Boy they sure cornered the market on wood blocks. Called Mac tools, Corwell, and Matco and they didn't have any. Matco assured me they will have them in the near future, though it's anyone's guess who will make it for them. I ordered several of the neon green models so i can flip them on Ebay and make money! And talk about customer service! The tool trucks will carry a long piece and cut to order onsite. I was assured it was from trees grown in America, not some cheap imported wood from China.


----------



## NewBerlinBaler (May 30, 2011)

Back in the 90's, I had an office in an overhaul shop in Texas. The mechanics that worked there had to supply their own tools. One on them bought a large roll-around tool box from Snap-On. It was huge, 5 feet tall and 5 or 6 feet wide. Everyone called it the "Taco Stand". He bought it on time, when the Snap-On truck showed up each week, the mechanic would hand the salesman a check. He's probably still making payments on that tool box.


----------



## Wethay (Jul 17, 2015)

I worked at the dealership where the CP (consumer-products) mechanic bought three of just about everything snap-on made. One to use, one to have as a spare, and one to go home. Young guy, single, more money than brains.

I would be concerned about warranty on those wood blocks. Knowing my luck if I tried to warranty one it would be the "old model", and to have it replaced with the new model would be $100 bill.


----------



## somedevildawg (Jun 20, 2011)

Well, Snap On is well known for their quality tools and warranty, this is no exception.....my friend bought one, cut to order off the Snap On truck, just like Ray spoke about  , only his was the neon lime green.....that thing was nearly indestructable. But I'm telling you this guy could break a anvil with a feather and he finally broke it on his 40ton press trying to press some truth out of a politician ....Snap On replaced it free of charge, with a memo, "keep up the good work", great tools, great warranty, greatly overpriced....but I wish I had one, mines not nearly as nice....makes me a bit envious of him, I always thought of a press as a tool for the shop, whodathunk a press could be used for the common good.


----------



## JD3430 (Jan 1, 2012)

Made one Snap On purchase mistake and never again. I needed to adjust my air brakes on my triaxle and was in a jam and lost my air brake wrench. Buddy of mine said Snap On guy was at his garage and had one on his truck. I said grab one from him, need it like NOW. Went over to pick it up and it was $119. 
And that was 12 years ago!


----------



## rjmoses (Apr 4, 2010)

CowboyRam said:


> Several years ago I had bought a Sears Craftsman Industrial cordless drill, it did not last more than six months before it crapped out on me. I took it back and replaced it with a Dewalt.

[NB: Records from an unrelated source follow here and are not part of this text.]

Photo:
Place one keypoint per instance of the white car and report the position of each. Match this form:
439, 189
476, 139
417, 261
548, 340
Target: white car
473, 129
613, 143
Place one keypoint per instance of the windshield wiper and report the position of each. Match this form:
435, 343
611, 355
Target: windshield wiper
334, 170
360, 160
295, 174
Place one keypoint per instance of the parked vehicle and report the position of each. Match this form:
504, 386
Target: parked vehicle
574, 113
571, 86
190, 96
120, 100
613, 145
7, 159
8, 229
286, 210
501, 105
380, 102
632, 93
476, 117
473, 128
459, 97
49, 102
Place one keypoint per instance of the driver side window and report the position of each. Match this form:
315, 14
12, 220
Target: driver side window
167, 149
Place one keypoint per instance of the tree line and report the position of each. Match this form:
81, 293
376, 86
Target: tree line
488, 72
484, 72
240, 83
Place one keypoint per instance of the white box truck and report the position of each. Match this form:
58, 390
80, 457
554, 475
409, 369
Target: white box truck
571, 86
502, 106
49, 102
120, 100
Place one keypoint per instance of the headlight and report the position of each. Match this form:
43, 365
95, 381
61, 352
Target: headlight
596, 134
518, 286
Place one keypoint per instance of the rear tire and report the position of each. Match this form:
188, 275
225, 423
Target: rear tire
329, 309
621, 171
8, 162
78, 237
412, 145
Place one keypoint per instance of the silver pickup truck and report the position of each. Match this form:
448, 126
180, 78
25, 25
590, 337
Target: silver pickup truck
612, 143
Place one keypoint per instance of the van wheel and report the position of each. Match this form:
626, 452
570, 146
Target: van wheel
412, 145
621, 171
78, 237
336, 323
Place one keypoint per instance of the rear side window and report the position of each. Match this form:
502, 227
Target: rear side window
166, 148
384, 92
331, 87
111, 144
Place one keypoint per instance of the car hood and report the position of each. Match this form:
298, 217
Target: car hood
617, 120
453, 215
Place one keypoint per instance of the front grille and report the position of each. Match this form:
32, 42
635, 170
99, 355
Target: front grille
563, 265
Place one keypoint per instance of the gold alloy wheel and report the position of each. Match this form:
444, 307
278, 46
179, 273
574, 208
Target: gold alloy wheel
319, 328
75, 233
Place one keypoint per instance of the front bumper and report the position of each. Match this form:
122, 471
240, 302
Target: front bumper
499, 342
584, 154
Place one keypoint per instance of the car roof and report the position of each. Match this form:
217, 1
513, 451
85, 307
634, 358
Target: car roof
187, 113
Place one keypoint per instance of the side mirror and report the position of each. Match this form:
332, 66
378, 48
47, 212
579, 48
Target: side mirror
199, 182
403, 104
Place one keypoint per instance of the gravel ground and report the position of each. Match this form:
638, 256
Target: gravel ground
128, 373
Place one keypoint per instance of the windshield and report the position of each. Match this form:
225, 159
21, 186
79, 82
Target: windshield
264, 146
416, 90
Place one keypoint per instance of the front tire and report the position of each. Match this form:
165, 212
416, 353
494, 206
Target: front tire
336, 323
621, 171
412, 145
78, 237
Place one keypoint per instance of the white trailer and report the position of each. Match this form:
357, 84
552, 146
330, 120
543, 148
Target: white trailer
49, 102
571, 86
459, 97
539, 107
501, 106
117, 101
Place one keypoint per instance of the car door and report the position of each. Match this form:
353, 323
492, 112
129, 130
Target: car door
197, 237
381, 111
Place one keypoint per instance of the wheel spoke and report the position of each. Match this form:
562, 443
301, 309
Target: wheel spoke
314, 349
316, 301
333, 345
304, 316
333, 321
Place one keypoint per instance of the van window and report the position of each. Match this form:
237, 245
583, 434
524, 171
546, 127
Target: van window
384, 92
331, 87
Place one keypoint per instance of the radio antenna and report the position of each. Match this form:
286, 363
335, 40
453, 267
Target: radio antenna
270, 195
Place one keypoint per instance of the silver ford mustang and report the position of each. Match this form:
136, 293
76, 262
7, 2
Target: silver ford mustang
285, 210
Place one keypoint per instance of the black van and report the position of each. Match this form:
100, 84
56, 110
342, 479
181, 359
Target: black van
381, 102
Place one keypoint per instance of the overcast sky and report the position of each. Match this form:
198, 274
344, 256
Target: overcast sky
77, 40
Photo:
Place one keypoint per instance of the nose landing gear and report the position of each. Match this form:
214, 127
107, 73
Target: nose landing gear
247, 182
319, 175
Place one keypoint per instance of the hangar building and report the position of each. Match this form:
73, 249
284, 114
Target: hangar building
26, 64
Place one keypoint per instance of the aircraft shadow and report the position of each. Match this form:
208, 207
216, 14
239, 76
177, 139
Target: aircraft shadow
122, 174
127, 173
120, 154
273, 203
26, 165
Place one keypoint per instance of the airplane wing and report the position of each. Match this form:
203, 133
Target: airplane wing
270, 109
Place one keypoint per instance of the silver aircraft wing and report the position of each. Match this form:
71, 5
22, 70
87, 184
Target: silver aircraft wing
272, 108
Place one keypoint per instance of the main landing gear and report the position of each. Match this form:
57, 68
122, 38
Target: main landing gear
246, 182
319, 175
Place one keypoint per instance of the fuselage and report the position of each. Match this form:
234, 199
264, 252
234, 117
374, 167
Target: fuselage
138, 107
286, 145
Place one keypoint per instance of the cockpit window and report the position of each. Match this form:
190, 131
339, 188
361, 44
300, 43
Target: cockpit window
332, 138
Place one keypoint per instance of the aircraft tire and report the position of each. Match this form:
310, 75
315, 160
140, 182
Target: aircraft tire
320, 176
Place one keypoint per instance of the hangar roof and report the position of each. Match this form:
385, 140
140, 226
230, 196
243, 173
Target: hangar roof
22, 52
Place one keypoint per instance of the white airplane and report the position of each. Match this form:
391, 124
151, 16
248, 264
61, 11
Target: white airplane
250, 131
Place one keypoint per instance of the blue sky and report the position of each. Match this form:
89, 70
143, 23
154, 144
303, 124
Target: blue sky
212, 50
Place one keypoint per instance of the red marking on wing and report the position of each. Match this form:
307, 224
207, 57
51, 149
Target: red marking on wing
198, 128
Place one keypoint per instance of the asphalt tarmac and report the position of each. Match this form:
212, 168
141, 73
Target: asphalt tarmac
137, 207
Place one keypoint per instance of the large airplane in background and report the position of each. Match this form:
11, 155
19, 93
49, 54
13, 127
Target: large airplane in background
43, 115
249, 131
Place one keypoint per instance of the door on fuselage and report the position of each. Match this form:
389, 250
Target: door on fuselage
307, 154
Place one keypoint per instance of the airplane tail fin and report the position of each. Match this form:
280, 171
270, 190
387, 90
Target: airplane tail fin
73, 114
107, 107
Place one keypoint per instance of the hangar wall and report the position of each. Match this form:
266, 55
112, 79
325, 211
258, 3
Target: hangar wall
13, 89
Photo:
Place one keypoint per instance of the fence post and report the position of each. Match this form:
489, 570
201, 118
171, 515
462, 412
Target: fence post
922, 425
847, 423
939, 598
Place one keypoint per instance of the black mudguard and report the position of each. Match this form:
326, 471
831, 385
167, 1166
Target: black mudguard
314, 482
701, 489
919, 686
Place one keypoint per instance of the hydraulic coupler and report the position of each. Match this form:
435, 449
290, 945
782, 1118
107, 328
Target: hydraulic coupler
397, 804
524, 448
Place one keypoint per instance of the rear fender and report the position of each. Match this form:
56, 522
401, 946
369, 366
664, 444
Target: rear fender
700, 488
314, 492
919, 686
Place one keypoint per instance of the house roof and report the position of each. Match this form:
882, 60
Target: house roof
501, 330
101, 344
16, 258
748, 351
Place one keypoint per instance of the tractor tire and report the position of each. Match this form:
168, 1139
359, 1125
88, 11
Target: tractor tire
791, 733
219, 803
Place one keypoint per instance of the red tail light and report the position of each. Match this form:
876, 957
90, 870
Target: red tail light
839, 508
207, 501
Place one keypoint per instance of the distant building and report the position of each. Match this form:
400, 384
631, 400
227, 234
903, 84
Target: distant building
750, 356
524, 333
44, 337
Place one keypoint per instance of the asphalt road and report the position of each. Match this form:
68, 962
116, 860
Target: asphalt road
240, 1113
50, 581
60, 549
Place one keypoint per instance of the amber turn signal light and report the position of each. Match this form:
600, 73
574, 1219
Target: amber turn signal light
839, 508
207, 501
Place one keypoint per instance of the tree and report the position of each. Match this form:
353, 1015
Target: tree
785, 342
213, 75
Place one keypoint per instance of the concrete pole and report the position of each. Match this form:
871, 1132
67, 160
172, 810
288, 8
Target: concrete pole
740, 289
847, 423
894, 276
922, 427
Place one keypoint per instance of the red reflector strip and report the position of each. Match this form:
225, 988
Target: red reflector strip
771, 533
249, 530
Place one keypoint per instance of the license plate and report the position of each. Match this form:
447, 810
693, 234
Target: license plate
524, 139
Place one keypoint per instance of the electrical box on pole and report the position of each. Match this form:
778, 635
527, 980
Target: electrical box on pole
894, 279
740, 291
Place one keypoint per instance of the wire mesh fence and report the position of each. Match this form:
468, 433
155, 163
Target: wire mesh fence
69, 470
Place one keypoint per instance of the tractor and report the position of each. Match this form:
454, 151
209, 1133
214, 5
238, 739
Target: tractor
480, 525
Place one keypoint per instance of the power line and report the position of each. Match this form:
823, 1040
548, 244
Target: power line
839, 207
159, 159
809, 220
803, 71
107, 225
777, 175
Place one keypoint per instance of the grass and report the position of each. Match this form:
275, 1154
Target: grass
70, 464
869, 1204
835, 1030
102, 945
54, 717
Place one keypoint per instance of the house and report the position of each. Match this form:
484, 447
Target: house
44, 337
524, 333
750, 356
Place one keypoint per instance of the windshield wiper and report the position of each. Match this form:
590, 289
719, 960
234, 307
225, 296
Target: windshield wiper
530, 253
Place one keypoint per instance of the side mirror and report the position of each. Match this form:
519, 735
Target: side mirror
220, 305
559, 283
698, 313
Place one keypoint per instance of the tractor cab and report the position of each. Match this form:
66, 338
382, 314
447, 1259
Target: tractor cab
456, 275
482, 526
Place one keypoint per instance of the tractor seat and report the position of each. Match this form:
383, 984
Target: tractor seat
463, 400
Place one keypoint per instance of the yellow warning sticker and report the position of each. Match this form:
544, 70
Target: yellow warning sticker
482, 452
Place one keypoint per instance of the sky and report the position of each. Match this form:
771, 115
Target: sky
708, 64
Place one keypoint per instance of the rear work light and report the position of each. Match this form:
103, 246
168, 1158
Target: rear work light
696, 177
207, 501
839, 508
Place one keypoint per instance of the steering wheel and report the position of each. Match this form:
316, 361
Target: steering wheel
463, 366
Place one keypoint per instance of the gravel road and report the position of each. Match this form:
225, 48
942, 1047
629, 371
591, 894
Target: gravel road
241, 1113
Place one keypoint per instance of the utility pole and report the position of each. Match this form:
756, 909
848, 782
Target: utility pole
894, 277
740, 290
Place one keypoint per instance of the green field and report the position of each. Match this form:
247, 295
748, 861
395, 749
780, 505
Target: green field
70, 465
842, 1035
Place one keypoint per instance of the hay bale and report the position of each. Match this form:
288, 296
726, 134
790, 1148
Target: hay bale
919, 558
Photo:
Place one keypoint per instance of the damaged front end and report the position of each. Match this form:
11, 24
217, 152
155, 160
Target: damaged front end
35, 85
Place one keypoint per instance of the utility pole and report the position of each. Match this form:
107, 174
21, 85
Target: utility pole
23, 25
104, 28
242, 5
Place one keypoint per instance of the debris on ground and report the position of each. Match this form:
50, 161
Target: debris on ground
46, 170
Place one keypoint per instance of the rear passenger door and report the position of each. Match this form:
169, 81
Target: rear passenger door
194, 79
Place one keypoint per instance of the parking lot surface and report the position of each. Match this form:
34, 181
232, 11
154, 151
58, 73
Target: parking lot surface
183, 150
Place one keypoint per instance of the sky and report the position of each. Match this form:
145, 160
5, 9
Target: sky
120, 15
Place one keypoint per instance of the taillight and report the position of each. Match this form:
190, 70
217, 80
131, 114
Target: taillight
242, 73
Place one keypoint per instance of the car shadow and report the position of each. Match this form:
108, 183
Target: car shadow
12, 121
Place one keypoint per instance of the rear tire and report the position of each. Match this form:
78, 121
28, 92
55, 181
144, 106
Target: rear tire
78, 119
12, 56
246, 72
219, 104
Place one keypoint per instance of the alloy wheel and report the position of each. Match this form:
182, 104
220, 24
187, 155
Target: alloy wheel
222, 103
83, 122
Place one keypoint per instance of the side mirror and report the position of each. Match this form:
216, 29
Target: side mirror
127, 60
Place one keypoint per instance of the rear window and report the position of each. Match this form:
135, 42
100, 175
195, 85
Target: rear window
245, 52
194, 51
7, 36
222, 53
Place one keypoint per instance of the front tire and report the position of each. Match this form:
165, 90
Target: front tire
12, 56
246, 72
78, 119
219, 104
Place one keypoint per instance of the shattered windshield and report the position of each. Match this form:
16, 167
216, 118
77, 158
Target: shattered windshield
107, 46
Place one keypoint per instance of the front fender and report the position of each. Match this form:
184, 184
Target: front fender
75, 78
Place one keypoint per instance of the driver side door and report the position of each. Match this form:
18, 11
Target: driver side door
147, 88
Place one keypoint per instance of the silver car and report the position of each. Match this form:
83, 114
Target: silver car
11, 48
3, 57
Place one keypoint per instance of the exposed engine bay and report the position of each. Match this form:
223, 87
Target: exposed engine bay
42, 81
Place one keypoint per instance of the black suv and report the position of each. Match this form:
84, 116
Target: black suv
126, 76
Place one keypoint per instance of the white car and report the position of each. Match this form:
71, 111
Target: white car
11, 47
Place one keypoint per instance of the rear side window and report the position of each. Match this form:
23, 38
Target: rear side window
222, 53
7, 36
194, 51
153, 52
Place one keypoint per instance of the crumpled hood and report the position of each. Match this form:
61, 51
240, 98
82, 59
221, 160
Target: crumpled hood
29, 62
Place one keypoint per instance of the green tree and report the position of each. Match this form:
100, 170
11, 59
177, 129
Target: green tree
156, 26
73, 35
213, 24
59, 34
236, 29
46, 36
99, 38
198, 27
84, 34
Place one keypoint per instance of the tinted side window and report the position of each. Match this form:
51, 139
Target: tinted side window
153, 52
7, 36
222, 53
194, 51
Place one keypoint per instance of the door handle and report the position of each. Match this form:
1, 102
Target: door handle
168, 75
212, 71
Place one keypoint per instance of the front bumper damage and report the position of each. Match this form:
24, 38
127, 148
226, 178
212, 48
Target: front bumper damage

I used to like Black & Decker and Craftsman----fuggedaboutit! Nothing but Dewalt now!

Ralph


----------



## CowboyRam (Dec 13, 2015)

rjmoses said:


> I used to like Black & Decker and Craftsman----fuggedaboutit! Nothing but Dewalt now!
> 
> Ralph


Ya, I will not buy Craftsman cordless tools again. Black & Decker used to be good, but now they are just cheap Walmart tools; not worth taking home.


----------